Suelo dedicarme a contar cosas que pasan en el cielo y siempre me maravillo cuando alguna de ellas alcanza a convertirse en noticia o suscita interés más allá de la parroquia habitual. A veces, es cierto y cada vez sucede con más frecuencia, realmente la noticia no tiene mucho sentido ni especial interés. Me lo han leído por aquí: esas historias de superlunas que no existen porque no se pueden ver y menos disfrutar son el ejemplo moderno de una tradición que en el fondo es la misma que ha mantenido la astrología presente en nuestra sociedad. ¿De verdad alguien puede imaginar un mecanismo por el que la posición relativa de algunos astros en un cielo imaginado con puntitos en una esfera celeste que no existe y que ordenaron hace dos milenios y pico entre el Tigris y el Éufrates nos marca la jornada, el futuro o nos inclina a cometer los mismos errores? Ay, si el mundo fuera tan sencillo que con la app correspondiente supiéramos cómo actuar correctamente, o al menos actuar con éxito (que no suele coincidir). Sin embargo, ante la incapacidad de pronosticar lo que está por venir, buscamos indicios y signos que nos orienten o al menos nos dejen engañarnos como si el error no fuera humano, sino cósmico.

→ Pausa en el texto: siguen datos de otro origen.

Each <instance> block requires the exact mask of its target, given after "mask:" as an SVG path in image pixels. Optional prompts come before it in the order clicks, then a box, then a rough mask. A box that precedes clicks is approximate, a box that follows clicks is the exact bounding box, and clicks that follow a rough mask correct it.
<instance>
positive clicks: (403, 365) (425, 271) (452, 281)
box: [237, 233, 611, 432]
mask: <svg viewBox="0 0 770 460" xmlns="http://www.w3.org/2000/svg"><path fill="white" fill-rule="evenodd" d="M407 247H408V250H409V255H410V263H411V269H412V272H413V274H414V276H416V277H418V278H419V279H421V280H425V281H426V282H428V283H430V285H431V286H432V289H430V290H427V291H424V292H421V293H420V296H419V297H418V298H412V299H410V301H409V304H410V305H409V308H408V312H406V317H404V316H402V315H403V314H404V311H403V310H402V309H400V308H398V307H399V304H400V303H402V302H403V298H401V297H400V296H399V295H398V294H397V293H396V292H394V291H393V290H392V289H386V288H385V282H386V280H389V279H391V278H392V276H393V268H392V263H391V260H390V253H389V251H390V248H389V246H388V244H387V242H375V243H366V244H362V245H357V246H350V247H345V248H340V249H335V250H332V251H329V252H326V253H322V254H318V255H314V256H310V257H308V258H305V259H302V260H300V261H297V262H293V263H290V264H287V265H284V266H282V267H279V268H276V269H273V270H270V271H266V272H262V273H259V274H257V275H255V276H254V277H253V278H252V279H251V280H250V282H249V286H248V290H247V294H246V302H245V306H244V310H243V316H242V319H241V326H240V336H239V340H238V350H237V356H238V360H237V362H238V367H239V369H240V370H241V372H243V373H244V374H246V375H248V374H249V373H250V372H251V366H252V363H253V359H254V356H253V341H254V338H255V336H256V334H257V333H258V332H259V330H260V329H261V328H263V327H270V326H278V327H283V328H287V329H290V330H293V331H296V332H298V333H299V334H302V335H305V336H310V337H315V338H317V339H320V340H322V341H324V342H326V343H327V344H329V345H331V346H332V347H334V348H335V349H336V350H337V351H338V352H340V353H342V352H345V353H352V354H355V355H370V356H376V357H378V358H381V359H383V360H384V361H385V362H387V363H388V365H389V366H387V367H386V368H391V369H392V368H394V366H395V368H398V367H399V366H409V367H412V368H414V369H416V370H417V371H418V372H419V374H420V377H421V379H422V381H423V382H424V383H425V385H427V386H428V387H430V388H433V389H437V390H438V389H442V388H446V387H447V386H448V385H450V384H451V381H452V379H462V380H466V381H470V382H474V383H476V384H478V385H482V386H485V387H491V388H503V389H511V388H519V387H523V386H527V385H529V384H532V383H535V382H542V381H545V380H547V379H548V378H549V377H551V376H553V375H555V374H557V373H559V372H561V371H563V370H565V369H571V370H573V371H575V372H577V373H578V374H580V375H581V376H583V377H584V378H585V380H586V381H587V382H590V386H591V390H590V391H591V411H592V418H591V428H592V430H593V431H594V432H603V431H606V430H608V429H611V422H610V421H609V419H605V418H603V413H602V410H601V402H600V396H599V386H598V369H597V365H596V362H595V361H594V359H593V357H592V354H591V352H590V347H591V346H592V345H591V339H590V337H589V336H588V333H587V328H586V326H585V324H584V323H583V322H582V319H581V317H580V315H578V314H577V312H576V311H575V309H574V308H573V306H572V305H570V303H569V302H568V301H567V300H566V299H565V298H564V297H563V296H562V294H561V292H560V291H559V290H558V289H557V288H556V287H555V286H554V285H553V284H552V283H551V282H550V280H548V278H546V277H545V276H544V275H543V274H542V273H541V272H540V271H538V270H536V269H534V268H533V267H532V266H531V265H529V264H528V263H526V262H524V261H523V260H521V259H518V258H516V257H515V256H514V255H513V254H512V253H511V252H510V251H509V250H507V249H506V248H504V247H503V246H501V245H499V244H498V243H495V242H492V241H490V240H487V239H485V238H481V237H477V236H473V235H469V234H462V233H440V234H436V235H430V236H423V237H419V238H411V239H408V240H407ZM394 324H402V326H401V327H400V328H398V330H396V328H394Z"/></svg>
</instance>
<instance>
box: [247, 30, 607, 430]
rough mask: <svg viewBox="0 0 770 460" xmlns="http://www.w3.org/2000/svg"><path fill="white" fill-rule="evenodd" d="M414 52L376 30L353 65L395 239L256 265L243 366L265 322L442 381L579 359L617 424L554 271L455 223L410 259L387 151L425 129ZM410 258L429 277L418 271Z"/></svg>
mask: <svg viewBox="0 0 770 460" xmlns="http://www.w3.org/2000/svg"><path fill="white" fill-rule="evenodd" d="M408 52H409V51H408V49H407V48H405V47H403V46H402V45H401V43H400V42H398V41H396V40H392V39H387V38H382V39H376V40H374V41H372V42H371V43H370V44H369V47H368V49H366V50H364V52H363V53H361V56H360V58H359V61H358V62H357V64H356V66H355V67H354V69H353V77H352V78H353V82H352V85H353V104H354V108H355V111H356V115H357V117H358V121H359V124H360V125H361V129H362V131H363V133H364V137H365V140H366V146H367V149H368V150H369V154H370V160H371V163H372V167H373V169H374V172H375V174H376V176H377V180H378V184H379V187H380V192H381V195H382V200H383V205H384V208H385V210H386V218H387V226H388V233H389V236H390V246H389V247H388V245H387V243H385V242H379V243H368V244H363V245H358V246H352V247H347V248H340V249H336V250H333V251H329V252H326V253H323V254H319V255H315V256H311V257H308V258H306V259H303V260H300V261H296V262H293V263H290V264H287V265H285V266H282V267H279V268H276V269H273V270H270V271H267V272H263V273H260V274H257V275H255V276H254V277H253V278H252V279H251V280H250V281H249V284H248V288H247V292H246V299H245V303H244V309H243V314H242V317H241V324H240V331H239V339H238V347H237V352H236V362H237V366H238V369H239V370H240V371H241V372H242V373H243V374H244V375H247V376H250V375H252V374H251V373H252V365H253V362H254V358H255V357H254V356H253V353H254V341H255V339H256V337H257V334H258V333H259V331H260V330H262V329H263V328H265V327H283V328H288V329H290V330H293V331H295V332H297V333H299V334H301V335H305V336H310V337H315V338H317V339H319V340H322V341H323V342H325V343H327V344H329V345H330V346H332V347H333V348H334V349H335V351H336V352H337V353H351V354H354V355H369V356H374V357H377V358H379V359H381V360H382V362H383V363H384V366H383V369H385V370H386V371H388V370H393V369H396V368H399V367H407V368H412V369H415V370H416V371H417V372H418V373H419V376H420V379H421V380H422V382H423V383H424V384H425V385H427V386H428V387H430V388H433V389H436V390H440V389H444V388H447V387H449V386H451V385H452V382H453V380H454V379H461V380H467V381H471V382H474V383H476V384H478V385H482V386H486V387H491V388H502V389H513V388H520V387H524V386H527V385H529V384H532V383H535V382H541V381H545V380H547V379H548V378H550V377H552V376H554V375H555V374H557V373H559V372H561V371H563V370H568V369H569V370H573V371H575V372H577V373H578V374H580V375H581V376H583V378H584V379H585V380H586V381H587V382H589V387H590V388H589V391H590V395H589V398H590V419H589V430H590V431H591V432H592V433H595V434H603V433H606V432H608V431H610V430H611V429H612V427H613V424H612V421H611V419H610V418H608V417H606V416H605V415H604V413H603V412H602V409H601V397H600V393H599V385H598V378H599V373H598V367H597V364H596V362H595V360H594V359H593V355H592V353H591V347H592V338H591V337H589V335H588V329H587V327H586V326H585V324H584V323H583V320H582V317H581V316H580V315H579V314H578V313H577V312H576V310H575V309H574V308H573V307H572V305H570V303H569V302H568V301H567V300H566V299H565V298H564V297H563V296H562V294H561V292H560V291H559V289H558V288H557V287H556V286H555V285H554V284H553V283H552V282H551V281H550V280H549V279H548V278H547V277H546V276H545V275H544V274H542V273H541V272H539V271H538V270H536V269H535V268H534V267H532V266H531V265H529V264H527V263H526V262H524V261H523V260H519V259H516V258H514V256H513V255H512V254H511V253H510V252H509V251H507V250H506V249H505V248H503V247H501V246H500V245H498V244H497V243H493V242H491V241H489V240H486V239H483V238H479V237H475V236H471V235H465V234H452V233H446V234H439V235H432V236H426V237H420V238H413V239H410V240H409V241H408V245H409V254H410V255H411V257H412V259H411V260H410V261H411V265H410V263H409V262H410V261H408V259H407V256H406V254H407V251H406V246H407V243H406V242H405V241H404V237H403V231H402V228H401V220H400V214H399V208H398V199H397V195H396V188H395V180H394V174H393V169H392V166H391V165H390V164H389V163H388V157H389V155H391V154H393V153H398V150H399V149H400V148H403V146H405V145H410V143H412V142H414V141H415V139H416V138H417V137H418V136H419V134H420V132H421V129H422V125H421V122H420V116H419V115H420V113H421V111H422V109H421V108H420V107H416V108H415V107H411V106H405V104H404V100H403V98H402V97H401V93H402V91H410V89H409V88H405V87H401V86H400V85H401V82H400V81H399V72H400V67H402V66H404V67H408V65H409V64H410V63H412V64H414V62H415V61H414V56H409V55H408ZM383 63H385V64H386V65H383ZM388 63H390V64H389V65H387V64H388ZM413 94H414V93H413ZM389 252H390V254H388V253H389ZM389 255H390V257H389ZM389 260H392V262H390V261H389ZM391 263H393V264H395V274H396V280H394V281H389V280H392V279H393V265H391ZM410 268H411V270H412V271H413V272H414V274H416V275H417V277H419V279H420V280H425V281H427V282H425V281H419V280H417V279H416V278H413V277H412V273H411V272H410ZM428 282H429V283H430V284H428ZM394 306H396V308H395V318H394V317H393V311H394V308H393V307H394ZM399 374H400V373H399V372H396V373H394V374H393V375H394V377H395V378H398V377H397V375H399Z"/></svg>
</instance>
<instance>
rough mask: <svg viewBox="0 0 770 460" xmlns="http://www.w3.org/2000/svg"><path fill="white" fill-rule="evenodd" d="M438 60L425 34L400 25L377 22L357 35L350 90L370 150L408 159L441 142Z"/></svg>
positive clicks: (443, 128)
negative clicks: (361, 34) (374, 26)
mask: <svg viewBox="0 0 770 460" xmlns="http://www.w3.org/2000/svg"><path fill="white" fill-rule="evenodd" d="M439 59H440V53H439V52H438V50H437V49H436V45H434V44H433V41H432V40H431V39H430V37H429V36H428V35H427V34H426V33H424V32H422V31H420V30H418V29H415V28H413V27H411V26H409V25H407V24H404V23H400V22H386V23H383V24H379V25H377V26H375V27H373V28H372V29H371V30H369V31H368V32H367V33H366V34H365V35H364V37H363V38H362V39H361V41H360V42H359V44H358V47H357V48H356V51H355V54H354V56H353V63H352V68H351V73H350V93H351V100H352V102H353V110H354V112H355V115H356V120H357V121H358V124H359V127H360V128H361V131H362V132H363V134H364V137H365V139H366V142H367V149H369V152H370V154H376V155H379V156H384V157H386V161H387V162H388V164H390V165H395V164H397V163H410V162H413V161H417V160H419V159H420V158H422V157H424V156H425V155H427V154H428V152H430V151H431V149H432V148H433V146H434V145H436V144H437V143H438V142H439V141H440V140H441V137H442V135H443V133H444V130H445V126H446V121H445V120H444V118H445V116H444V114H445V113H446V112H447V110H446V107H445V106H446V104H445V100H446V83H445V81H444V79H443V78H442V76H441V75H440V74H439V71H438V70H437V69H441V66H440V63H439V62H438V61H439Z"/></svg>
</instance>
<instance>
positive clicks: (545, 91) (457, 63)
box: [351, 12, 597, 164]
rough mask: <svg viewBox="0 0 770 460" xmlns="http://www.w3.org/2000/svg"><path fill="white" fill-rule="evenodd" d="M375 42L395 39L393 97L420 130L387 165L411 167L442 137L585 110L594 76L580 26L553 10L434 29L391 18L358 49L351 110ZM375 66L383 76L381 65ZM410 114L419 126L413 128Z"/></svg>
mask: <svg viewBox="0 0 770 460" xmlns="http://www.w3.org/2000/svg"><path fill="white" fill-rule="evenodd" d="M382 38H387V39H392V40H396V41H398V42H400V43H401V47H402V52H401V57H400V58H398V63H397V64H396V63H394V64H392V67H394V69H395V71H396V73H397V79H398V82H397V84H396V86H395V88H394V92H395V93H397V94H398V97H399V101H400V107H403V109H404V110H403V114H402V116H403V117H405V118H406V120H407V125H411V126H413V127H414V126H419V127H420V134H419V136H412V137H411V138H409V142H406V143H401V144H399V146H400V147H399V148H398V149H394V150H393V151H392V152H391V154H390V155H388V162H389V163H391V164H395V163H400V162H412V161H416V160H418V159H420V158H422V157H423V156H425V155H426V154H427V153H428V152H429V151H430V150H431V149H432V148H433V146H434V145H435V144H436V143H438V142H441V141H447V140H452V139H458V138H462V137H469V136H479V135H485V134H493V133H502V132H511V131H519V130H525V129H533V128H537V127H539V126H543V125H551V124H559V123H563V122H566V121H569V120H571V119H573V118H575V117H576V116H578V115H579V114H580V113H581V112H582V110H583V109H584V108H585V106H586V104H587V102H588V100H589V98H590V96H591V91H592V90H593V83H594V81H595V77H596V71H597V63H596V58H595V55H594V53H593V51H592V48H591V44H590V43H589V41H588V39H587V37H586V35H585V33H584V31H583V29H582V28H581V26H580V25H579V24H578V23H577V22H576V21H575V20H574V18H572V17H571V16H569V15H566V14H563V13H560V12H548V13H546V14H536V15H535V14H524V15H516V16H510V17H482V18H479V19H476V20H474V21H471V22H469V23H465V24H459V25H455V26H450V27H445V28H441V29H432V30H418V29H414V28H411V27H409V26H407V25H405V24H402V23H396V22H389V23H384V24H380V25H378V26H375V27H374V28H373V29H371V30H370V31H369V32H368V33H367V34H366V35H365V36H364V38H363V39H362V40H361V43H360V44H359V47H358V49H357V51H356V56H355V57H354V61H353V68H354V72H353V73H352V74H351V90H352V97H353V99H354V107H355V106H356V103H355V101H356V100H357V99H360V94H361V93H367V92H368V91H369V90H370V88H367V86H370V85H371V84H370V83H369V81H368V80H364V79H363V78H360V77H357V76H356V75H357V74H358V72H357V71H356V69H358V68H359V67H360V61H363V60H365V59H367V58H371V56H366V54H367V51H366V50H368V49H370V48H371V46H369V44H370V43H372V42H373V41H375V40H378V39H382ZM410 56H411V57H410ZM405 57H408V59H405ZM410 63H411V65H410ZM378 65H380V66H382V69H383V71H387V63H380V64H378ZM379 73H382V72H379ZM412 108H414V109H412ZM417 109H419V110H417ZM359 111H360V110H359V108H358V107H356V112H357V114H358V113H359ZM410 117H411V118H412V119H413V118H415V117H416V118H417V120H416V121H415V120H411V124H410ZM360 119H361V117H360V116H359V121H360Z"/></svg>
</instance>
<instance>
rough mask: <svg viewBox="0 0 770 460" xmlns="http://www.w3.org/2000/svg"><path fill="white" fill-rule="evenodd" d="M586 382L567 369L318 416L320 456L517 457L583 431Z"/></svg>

Comento esto hoy lunes 25 de marzo de 2024 porque esta madrugada la Luna ha pasado cerca de la sombra de la Tierra. Estaba en plenilunio, con lo que nuestro satélite lucía ese disco enorme y sugerente al que tantos científicos han cantado y tantos poetas han estudiado (o al revés, que es lo mismo). Su brillo se redujo un poquito un rato, aunque dudo que nadie sin un fotómetro haya podido comprobar cuánto. Bueno, ese eclipse penumbral irrelevante salvo para quienes soñamos con las mecánicas celestes, anunciaba el último atentado, según un impresentable que lo contó por las redes. Qué mal.